Re: [PATCH v11 perf, bpf-next 7/9] perf tools: synthesize PERF_RECORD_* for loaded BPF programs

From: Song Liu
Date: Tue Jan 22 2019 - 13:45:15 EST




> On Jan 22, 2019, at 7:21 AM, Jiri Olsa <jolsa@xxxxxxxxxx> wrote:
>
> On Tue, Jan 22, 2019 at 12:58:05PM -0200, Arnaldo Carvalho de Melo wrote:
>> Em Tue, Jan 22, 2019 at 03:51:19PM +0100, Jiri Olsa escreveu:
>>> On Tue, Jan 22, 2019 at 12:31:17PM -0200, Arnaldo Carvalho de Melo wrote:
>>>> Em Tue, Jan 22, 2019 at 12:13:20PM -0200, Arnaldo Carvalho de Melo escreveu:
>>>>> Em Fri, Jan 18, 2019 at 11:46:55AM -0300, Arnaldo Carvalho de Melo escreveu:
>>>>>> Em Thu, Jan 17, 2019 at 08:15:19AM -0800, Song Liu escreveu:
>>>>>>> This patch synthesize PERF_RECORD_KSYMBOL and PERF_RECORD_BPF_EVENT for
>>>>>>> BPF programs loaded before perf-record.
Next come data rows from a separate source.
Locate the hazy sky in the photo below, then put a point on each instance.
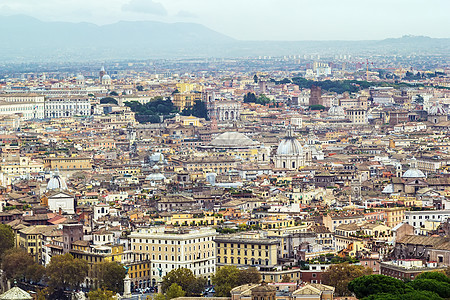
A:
(259, 19)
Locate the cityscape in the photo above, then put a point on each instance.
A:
(192, 165)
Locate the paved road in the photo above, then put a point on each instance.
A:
(141, 296)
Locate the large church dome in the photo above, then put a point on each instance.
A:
(233, 139)
(336, 112)
(437, 110)
(289, 145)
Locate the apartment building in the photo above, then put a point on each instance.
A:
(417, 219)
(173, 248)
(246, 249)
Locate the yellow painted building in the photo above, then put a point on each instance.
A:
(394, 215)
(68, 163)
(31, 239)
(188, 87)
(179, 219)
(184, 100)
(246, 249)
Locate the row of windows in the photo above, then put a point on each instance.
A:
(245, 246)
(260, 253)
(245, 261)
(172, 242)
(172, 249)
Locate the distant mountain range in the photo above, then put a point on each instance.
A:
(27, 39)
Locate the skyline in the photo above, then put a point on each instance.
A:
(258, 20)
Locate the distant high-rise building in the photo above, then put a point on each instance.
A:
(102, 72)
(316, 96)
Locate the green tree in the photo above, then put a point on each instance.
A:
(158, 296)
(226, 278)
(110, 276)
(101, 294)
(6, 238)
(413, 295)
(108, 100)
(438, 287)
(196, 287)
(65, 271)
(16, 263)
(340, 275)
(174, 291)
(439, 276)
(182, 277)
(365, 286)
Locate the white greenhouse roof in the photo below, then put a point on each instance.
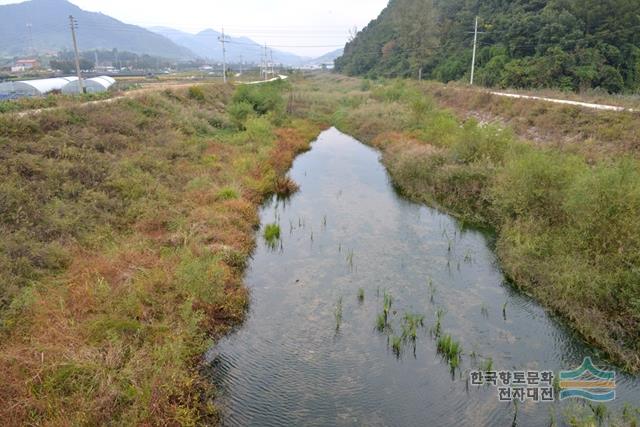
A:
(44, 85)
(94, 84)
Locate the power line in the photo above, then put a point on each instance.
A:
(223, 40)
(74, 25)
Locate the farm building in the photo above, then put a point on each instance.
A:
(27, 88)
(92, 85)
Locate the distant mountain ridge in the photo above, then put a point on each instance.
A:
(49, 31)
(566, 44)
(206, 45)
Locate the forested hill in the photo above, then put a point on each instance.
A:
(568, 44)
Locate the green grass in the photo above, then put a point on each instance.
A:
(396, 345)
(567, 215)
(271, 234)
(381, 323)
(411, 323)
(436, 330)
(338, 314)
(125, 232)
(450, 350)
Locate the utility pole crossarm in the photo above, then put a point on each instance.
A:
(74, 24)
(473, 58)
(224, 39)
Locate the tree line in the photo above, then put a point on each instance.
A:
(566, 44)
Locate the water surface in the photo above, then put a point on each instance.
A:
(348, 229)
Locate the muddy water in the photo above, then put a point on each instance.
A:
(348, 229)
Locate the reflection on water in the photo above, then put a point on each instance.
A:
(347, 230)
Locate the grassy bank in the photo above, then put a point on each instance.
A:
(568, 224)
(592, 133)
(125, 231)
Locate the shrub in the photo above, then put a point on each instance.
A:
(196, 92)
(239, 113)
(533, 183)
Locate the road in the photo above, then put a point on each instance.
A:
(565, 101)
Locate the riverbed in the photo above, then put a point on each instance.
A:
(309, 352)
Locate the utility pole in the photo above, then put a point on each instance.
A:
(223, 40)
(266, 63)
(273, 73)
(74, 24)
(32, 51)
(473, 58)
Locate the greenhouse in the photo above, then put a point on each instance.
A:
(26, 88)
(92, 85)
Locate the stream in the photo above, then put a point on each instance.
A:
(300, 359)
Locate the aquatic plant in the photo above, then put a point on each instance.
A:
(338, 314)
(432, 290)
(396, 345)
(386, 306)
(410, 325)
(350, 259)
(487, 365)
(271, 234)
(450, 349)
(484, 310)
(285, 186)
(437, 327)
(381, 323)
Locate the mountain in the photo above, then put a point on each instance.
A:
(327, 58)
(205, 44)
(49, 31)
(567, 44)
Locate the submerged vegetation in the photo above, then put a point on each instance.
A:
(567, 222)
(125, 231)
(271, 234)
(450, 349)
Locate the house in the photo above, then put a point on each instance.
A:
(24, 65)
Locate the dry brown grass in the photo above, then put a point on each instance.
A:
(116, 337)
(595, 134)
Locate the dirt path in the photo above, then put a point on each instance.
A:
(564, 101)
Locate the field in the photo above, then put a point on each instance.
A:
(125, 231)
(126, 226)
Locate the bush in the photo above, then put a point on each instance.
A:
(239, 113)
(196, 92)
(533, 183)
(262, 98)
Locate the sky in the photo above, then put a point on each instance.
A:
(304, 27)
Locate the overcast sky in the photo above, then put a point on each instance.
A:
(290, 25)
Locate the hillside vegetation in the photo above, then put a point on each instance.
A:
(566, 44)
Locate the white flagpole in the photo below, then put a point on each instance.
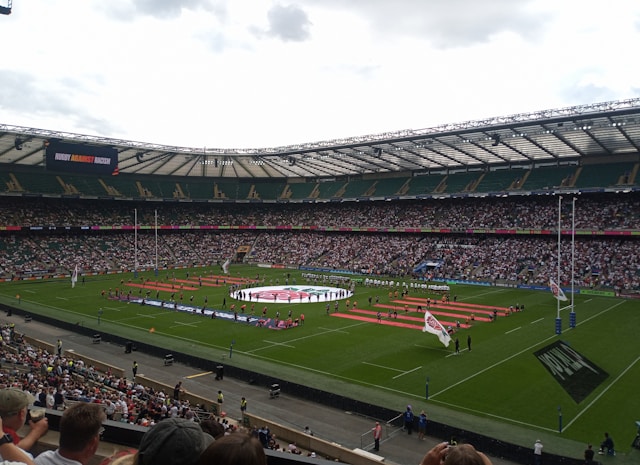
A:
(558, 319)
(156, 242)
(572, 315)
(135, 242)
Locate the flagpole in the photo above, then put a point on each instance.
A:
(558, 319)
(156, 242)
(135, 242)
(572, 315)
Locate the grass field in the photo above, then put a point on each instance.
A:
(352, 353)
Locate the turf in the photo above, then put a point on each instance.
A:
(350, 352)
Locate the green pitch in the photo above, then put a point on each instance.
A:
(500, 381)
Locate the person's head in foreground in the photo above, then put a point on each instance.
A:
(234, 449)
(172, 441)
(463, 454)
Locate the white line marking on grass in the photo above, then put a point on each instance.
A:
(407, 372)
(453, 353)
(513, 356)
(511, 420)
(382, 366)
(199, 374)
(316, 334)
(430, 348)
(499, 291)
(478, 373)
(284, 344)
(329, 330)
(604, 391)
(178, 324)
(135, 317)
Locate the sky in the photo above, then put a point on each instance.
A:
(267, 74)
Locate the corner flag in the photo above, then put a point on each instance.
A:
(433, 326)
(74, 277)
(557, 291)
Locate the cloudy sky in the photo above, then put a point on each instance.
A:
(265, 73)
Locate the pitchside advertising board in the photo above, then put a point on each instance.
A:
(78, 158)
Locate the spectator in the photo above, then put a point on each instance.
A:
(464, 454)
(588, 455)
(606, 446)
(80, 431)
(234, 449)
(173, 441)
(13, 410)
(12, 454)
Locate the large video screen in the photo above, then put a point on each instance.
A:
(78, 158)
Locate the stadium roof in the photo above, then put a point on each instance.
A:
(544, 137)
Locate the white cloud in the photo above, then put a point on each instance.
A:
(217, 73)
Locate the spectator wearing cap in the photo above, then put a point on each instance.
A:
(234, 449)
(13, 410)
(173, 441)
(464, 454)
(80, 431)
(12, 454)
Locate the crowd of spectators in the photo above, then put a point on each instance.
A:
(597, 212)
(600, 261)
(57, 381)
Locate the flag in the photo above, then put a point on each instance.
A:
(433, 326)
(74, 277)
(556, 291)
(225, 266)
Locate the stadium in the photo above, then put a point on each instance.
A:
(354, 239)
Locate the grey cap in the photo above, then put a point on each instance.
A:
(12, 400)
(173, 441)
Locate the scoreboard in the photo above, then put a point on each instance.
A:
(79, 158)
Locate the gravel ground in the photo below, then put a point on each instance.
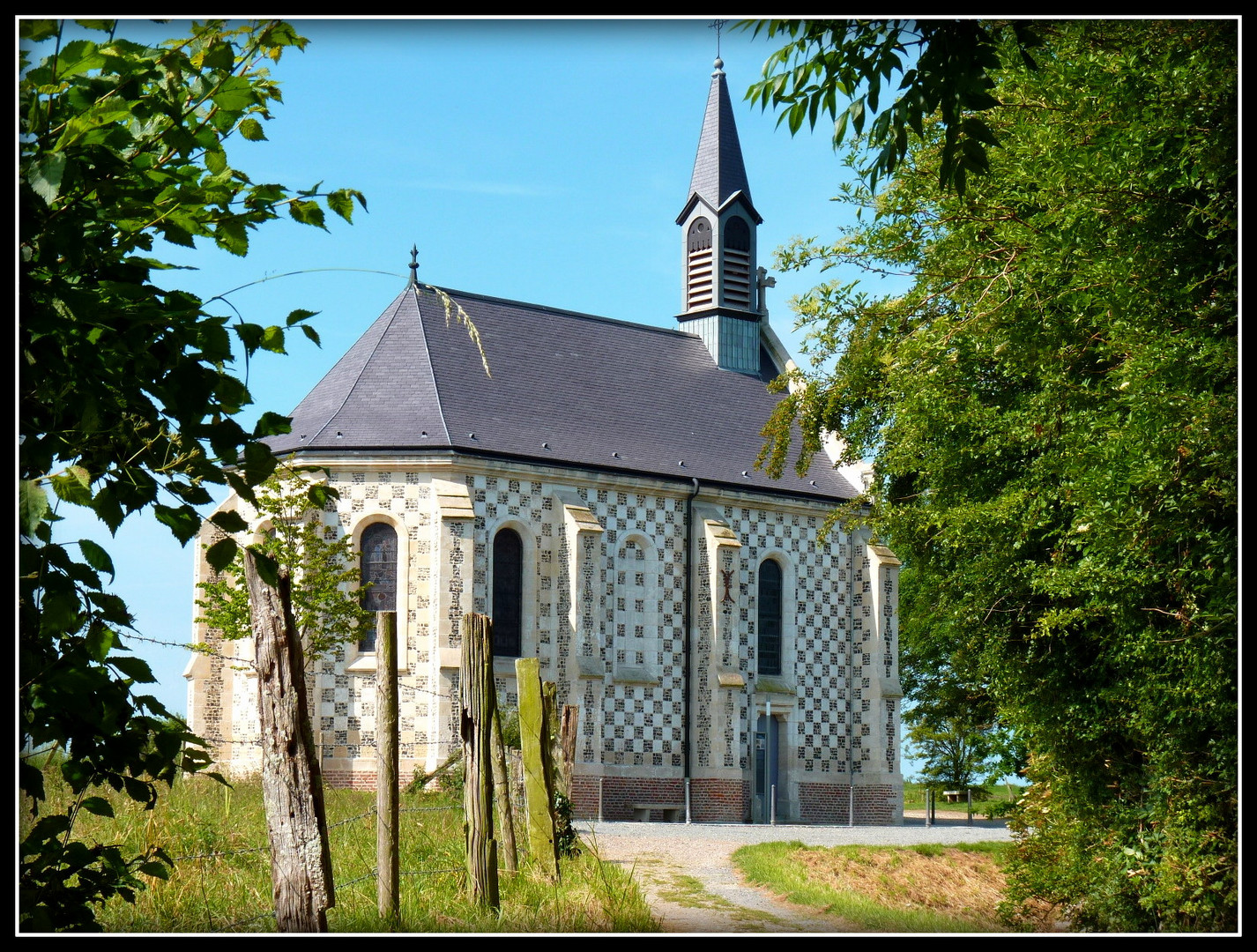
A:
(690, 881)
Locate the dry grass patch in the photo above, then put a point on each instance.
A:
(956, 883)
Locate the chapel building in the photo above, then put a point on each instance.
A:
(598, 497)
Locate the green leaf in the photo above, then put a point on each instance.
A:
(135, 668)
(100, 640)
(341, 201)
(273, 339)
(251, 130)
(96, 556)
(183, 522)
(37, 30)
(32, 506)
(306, 212)
(268, 569)
(46, 176)
(234, 94)
(271, 424)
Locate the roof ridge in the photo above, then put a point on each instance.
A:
(561, 311)
(362, 368)
(428, 357)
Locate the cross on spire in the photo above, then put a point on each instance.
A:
(717, 26)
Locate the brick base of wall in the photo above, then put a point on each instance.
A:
(710, 800)
(829, 804)
(350, 780)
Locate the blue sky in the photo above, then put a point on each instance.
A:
(536, 160)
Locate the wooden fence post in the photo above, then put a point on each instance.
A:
(567, 739)
(387, 861)
(292, 786)
(503, 795)
(478, 701)
(539, 786)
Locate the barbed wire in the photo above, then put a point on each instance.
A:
(269, 914)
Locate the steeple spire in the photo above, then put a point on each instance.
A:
(719, 173)
(718, 227)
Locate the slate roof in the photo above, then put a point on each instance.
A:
(567, 389)
(719, 171)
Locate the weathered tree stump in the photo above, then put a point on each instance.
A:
(478, 698)
(539, 780)
(503, 795)
(292, 787)
(387, 861)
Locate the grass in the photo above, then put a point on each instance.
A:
(912, 889)
(221, 878)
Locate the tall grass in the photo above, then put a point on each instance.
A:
(890, 892)
(221, 878)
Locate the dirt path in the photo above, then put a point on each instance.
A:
(692, 884)
(707, 895)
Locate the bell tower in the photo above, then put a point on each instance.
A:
(719, 270)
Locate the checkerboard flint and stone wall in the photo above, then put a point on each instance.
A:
(605, 609)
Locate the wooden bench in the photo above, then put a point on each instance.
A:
(673, 813)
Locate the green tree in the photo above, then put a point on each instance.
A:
(1051, 406)
(961, 754)
(127, 394)
(944, 68)
(324, 571)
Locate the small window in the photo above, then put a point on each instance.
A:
(770, 618)
(699, 235)
(508, 592)
(378, 546)
(737, 234)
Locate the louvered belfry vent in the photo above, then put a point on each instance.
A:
(719, 297)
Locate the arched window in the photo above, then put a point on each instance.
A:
(508, 592)
(378, 546)
(700, 235)
(770, 618)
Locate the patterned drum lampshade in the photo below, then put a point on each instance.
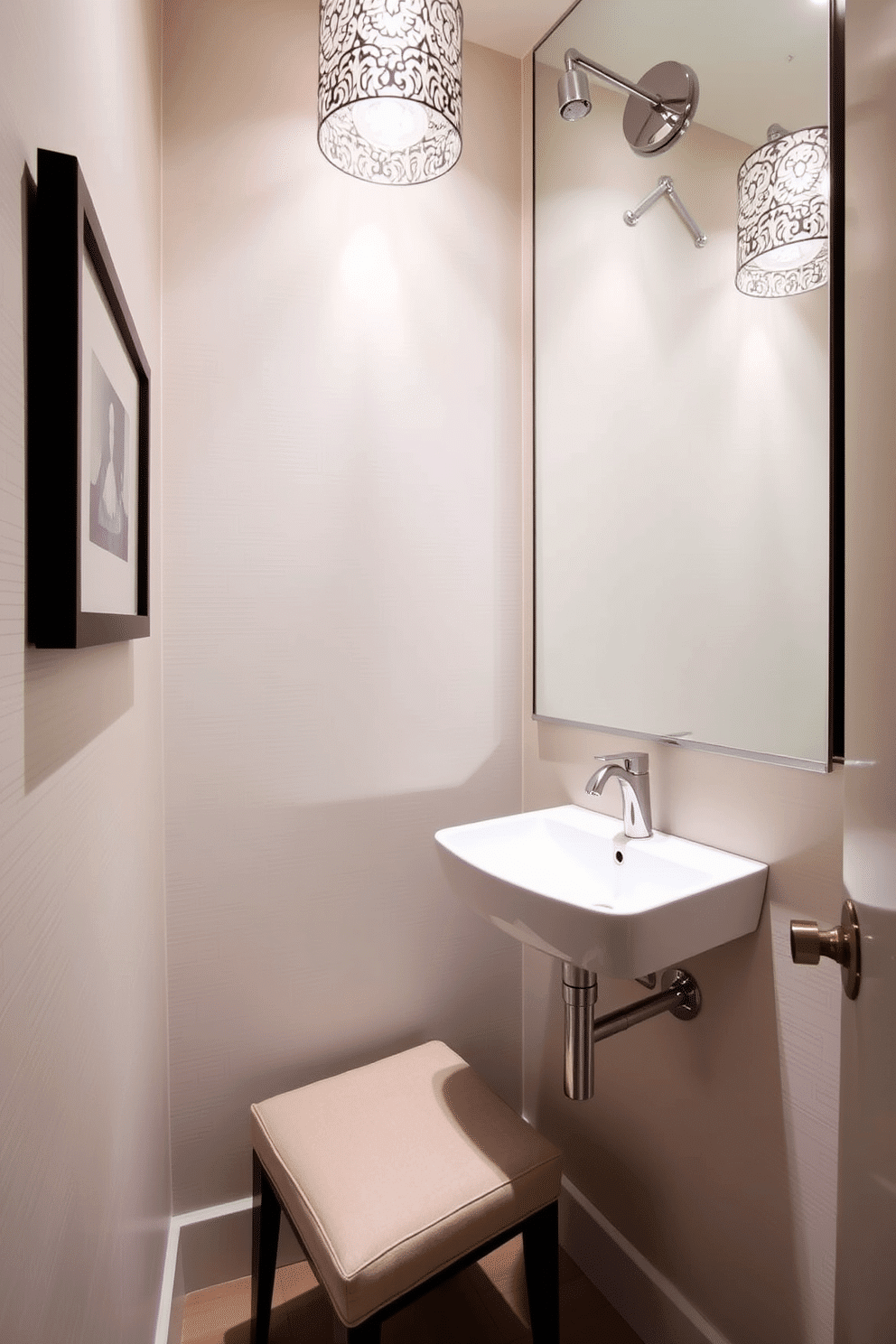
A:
(388, 99)
(782, 215)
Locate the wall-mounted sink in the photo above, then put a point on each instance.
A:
(567, 882)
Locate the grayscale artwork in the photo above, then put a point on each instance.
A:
(109, 467)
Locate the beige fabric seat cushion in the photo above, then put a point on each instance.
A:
(393, 1171)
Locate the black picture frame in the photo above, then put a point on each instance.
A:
(88, 427)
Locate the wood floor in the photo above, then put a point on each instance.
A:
(482, 1305)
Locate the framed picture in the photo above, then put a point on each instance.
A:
(88, 427)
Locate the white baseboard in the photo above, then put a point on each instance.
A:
(171, 1299)
(210, 1246)
(652, 1305)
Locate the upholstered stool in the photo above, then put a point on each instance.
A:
(395, 1176)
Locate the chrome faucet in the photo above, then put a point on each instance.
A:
(631, 770)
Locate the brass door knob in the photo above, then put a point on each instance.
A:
(809, 944)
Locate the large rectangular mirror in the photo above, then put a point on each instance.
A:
(686, 434)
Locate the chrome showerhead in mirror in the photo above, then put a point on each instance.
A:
(574, 96)
(658, 110)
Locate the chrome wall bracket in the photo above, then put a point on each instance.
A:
(665, 187)
(809, 944)
(680, 996)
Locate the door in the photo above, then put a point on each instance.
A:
(865, 1302)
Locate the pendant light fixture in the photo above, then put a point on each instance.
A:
(388, 99)
(782, 214)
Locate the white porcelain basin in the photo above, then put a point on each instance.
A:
(554, 881)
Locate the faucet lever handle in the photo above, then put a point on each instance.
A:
(636, 762)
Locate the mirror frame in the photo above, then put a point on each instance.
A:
(835, 375)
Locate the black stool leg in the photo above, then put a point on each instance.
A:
(369, 1332)
(265, 1237)
(542, 1258)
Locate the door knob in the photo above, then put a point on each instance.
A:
(809, 944)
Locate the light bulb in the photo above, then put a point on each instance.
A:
(390, 123)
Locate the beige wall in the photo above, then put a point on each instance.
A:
(341, 580)
(712, 1147)
(83, 1101)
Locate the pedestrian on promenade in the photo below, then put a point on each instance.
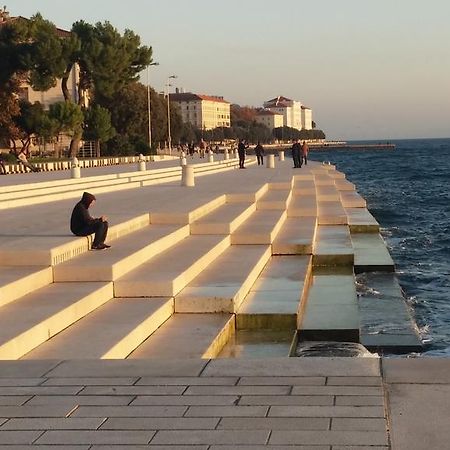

This is achieved by gathering
>>>>>>> information about all BPF programs via sys_bpf.
>>>>>>
>>>>>> Ditto
>>>>>
>>>>> This is breaking 'perf sched', see below, the fix seems trivial:
>>>>>
>>>>> [root@quaco ~]# perf sched record -a sleep 2
>>>>> [ perf record: Woken up 1 times to write data ]
>>>>> 0x5b60 [0x138]: failed to process type: 17
>>>>> [ perf record: Captured and wrote 1.539 MB perf.data ]
>>>>> [root@quaco ~]# perf sched lat
>>>>> 0x5b60 [0x138]: failed to process type: 17
>>>>> Failed to process events, error -22
>>>>> [root@quaco ~]#
>>>>
>>>> So:
>>>>
>>>> perf_session__process_event (event->header.type = 17 (PERF_RECORD_KSYMBOL)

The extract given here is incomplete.